Madrid, 13 janvier 2025 — Dans une initiative audacieuse pour faire face à la crise croissante du logement abordable, le gouvernement espagnol a présenté une proposition visant à imposer une taxe de 100 % sur les achats immobiliers effectués par des acheteurs non membres de l'Union européenne (UE). Annoncée par le Premier ministre Pedro Sánchez, cette mesure fait partie d'une stratégie globale en 12 points visant à stabiliser le marché du logement et à garantir une meilleure accessibilité pour les résidents locaux.

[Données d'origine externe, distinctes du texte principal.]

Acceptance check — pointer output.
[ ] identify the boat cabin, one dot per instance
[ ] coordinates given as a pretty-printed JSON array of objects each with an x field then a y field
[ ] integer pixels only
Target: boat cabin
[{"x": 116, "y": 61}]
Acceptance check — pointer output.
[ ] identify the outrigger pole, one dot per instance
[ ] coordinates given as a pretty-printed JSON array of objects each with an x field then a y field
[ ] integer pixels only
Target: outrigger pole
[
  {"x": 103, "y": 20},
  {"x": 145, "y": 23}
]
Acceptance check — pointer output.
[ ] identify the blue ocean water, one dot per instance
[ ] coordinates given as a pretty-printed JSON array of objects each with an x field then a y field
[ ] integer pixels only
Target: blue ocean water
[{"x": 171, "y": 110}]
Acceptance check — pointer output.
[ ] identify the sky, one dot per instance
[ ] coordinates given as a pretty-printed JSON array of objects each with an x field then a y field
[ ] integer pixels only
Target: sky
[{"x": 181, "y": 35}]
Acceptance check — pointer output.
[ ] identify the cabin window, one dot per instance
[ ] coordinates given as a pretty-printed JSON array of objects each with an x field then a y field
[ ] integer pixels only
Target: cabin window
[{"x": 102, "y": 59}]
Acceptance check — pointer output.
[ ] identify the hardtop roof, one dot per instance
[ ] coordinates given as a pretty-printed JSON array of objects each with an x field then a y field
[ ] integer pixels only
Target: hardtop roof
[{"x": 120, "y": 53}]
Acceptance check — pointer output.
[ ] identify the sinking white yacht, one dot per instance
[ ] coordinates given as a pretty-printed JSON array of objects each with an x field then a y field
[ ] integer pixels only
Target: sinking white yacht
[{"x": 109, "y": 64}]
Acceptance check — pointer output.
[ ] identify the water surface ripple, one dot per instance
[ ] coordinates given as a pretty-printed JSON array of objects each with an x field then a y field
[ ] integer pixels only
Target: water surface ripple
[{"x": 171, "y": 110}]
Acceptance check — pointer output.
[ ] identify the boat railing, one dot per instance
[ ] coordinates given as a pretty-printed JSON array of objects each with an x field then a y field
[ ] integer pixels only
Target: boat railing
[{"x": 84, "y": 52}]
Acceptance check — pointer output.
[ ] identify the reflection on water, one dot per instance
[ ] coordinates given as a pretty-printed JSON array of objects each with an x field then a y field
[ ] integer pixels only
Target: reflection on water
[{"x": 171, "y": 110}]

Objectif : Refroidir le marché immobilier

Le Premier ministre Sánchez a souligné l'urgence de la situation, qualifiant le marché immobilier actuel de crise «grave» nécessitant une action immédiate. La taxe proposée cible les citoyens non membres de l'UE qui ne résident pas au sein de l'UE, notamment des acheteurs britanniques importants qui sont devenus des acteurs de premier plan sur le marché immobilier espagnol après le Brexit. Cette nouvelle taxe s'ajouterait aux taxes foncières existantes, qui varient entre 7 et 12 %, doublant ainsi le fardeau financier des investisseurs étrangers.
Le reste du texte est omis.